Coba Sesekali Jadikanlah Orang Tua Sebagai Travelmate
Kurebahkan tubuh di kasur lembut yang menggodaku untuk tidur sejenak. Suasana sejuk kamar terbuka dengan tumbuhan-tumbuhan tropis dan suara burung-burung membuat mataku semakin berat. Rasa lelah memang telah menguasai tubuhku sesampainya di penginapan berbentuk rumah adat tradisional Bali.
Liburan sekolah kali ini kumanfaatkan untuk menikmati quality time bersama dengan orang yang spesial. Bukan sahabat atau pacar yang saya maksud, tapi wanita berkepala lima yang sudah 22 tahun merawatku.
Terinspirasi dengan film favorit ibuku, Eat Pray Love, saya berinisiatif mengajaknya berpetualang menikmati ketenangan seperti halnya jejak Elizabeth di tanah Ubud, Bali. Sudah lama ibu ingin menginjakkan kakinya di tanah yang kaya akan budaya dan spiritual ini. Ia seakan tak mau kalah dengan Elizabeth. Sebagai masyarakat lokal, kita tidak boleh jadi tamu di negeri sendiri, begitulah kata ibuku.
Dari tanah Ubud ini, saya pikir ini adalah kesempatan tepat untuk memanjakan ibu saya seperti Elizabeth yang memanjakan diri dengan sentuhan spiritual dari Ketut.
“Ayo, mumpung di sini kita jalan-jalan dulu ke monkey forest, sayang kalau jauh-jauh cuma tidur”, ucap ibuku.
Rupanya semangat traveling ibuku masih terjaga hingga usia sekarang. Maklum, dulu ibu dan ayahku juga seorang traveler. Melihat semangatnya, saya jadi merasa malu sendiri, memang benar adanya, umur tidak bisa menjadi patokan terhadap passion.
Mungkin di antara kalian ada yang heran dengan perjalananku kali ini. Tidak seperti layaknya anak muda lain yang asyik melakukan perjalanan dengan teman sebaya maupun komunitasnya. Sebenarnya, saya pun begitu. Saya selalu melakukan perjalanan dengan teman seumuran seperti kalian, tapi tidak untuk liburan kali ini.

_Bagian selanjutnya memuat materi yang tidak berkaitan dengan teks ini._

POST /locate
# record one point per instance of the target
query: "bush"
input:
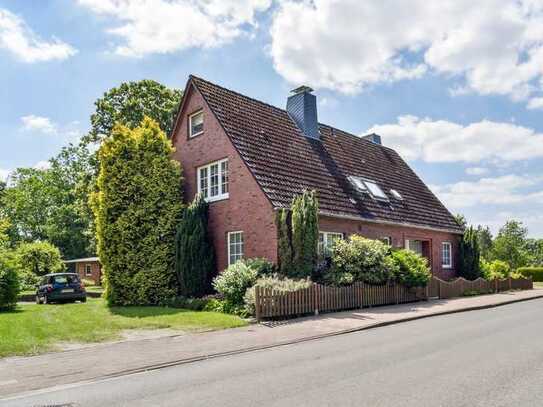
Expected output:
(496, 269)
(413, 269)
(535, 272)
(37, 259)
(9, 281)
(233, 282)
(275, 282)
(137, 207)
(360, 259)
(194, 255)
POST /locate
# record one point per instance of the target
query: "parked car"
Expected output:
(60, 287)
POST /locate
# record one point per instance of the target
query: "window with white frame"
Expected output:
(446, 254)
(196, 123)
(213, 181)
(326, 242)
(235, 246)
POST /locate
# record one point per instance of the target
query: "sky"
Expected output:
(455, 86)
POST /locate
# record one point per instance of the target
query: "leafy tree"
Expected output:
(470, 255)
(510, 245)
(51, 204)
(129, 103)
(37, 259)
(305, 234)
(137, 206)
(194, 255)
(284, 242)
(484, 239)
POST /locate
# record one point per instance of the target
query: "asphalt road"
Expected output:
(491, 357)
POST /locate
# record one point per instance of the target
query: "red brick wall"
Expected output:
(96, 271)
(399, 235)
(247, 208)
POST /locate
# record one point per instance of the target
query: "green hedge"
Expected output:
(535, 272)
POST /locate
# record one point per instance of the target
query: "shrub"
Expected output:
(233, 282)
(364, 259)
(305, 234)
(9, 281)
(37, 259)
(194, 255)
(535, 272)
(470, 255)
(495, 269)
(275, 282)
(413, 269)
(137, 207)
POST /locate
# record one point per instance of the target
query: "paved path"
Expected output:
(491, 357)
(21, 374)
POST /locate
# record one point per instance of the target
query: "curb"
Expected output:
(305, 339)
(183, 361)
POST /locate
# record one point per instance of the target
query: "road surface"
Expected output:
(490, 357)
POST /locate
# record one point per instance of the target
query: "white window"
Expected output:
(235, 247)
(396, 194)
(213, 181)
(446, 254)
(414, 246)
(196, 123)
(326, 242)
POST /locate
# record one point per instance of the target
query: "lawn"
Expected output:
(32, 329)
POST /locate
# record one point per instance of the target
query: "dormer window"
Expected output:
(196, 123)
(364, 185)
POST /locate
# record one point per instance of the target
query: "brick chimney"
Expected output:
(302, 108)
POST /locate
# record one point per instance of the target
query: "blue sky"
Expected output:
(456, 89)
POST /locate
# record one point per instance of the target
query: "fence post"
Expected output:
(257, 302)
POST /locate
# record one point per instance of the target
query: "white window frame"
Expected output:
(322, 248)
(447, 265)
(222, 184)
(229, 246)
(191, 135)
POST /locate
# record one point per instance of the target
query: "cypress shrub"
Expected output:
(305, 234)
(137, 206)
(470, 267)
(194, 255)
(284, 242)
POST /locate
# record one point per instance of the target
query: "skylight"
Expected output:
(396, 194)
(375, 190)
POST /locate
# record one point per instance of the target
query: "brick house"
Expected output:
(250, 159)
(88, 268)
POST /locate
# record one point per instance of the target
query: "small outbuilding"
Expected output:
(88, 268)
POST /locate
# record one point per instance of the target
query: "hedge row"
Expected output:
(535, 272)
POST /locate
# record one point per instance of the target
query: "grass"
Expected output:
(32, 329)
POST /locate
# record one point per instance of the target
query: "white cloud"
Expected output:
(445, 141)
(495, 46)
(4, 174)
(535, 103)
(476, 171)
(504, 190)
(21, 41)
(38, 124)
(161, 26)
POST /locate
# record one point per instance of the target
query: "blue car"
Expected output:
(60, 287)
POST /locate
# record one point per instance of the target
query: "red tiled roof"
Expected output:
(285, 162)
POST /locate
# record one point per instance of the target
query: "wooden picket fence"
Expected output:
(320, 298)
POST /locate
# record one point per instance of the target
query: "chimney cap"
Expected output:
(301, 89)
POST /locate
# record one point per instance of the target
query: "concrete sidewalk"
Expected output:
(23, 374)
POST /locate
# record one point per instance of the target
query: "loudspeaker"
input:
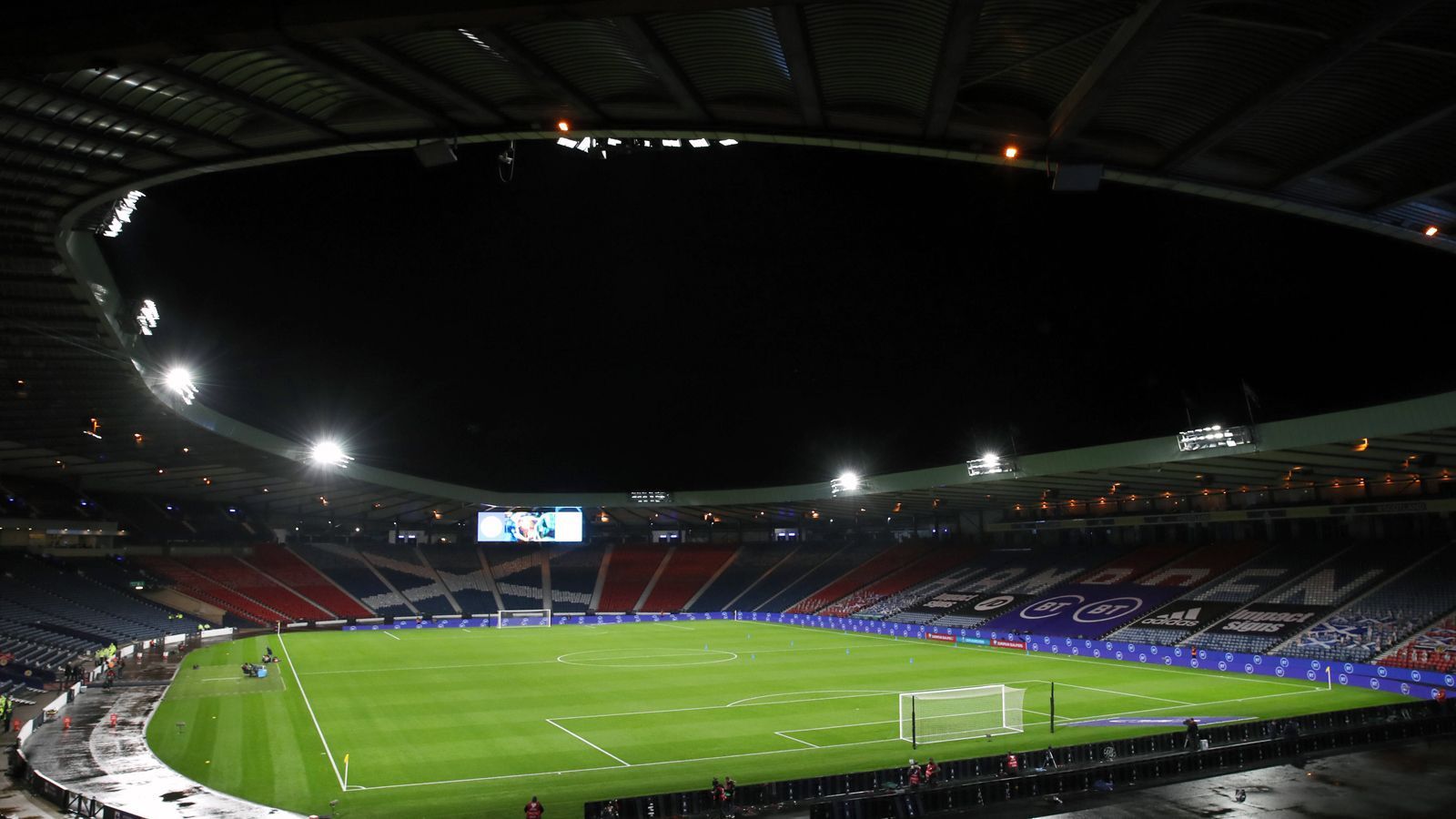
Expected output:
(434, 155)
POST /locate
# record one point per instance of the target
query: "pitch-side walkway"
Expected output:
(114, 763)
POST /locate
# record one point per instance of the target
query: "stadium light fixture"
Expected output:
(329, 453)
(147, 317)
(846, 482)
(989, 464)
(179, 380)
(1213, 438)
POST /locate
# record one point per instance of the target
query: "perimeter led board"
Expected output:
(546, 526)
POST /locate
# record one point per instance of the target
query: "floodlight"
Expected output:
(989, 464)
(329, 453)
(179, 380)
(1213, 438)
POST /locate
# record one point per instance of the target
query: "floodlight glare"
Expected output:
(329, 453)
(989, 464)
(179, 380)
(1212, 438)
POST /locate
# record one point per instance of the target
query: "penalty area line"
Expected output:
(592, 743)
(306, 704)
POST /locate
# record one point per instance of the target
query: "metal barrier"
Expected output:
(967, 783)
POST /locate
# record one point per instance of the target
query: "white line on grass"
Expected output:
(788, 749)
(329, 753)
(795, 739)
(1206, 673)
(592, 743)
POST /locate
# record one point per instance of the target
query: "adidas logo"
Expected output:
(1186, 618)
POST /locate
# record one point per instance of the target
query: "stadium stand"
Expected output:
(1340, 579)
(55, 605)
(1434, 647)
(688, 570)
(863, 574)
(517, 571)
(232, 574)
(844, 561)
(885, 595)
(574, 576)
(347, 567)
(463, 573)
(752, 564)
(1383, 618)
(417, 581)
(288, 569)
(200, 584)
(630, 569)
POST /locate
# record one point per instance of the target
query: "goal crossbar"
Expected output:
(523, 618)
(948, 714)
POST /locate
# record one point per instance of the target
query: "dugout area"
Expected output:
(444, 722)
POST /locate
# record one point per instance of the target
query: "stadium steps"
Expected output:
(686, 574)
(302, 596)
(331, 581)
(939, 560)
(385, 581)
(859, 576)
(652, 583)
(490, 579)
(733, 559)
(1351, 606)
(768, 571)
(794, 591)
(441, 581)
(1298, 577)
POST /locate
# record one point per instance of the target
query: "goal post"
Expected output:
(523, 618)
(960, 713)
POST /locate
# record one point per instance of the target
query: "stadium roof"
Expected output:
(1336, 111)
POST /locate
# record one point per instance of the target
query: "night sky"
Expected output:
(756, 315)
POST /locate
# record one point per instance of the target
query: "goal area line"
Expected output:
(804, 749)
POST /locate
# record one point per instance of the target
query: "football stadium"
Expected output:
(628, 410)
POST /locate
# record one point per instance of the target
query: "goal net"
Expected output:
(523, 618)
(960, 713)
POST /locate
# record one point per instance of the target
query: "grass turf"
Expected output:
(475, 722)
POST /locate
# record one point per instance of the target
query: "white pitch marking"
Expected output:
(592, 743)
(306, 704)
(786, 749)
(795, 739)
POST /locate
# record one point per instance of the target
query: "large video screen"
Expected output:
(551, 526)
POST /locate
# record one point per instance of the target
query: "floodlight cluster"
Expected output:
(1213, 438)
(179, 380)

Sadar atau tidak sadar, orang tua lah yang mengenalkan kita apa itu traveling pertama kali
Masih jelas terekam di memoriku, saat ayah dan ibuku mengajakku pergi ke berbagai destinasi sewaktu kecil. Dari situ saya kenal Jogja sebagai kota pelajar, saya jadi tahu berbagai wisata desa adat di Bali dan saya tahu indahnya sunset di Pangandaran.
Seiring berjalannya waktu ke waktu, kami semakin bertambah sibuk dengan rutinitas masing-masing. Saya pun menyadari waktu untuk berkumpul dan berlibur menjadi hal langka bagi kami. Terlebih, ketika saya resmi menjadi anak rantau semenjak duduk dibangku perkuliahan. Alhasil, intensitas bertemu dengan ibu semakin jarang pula.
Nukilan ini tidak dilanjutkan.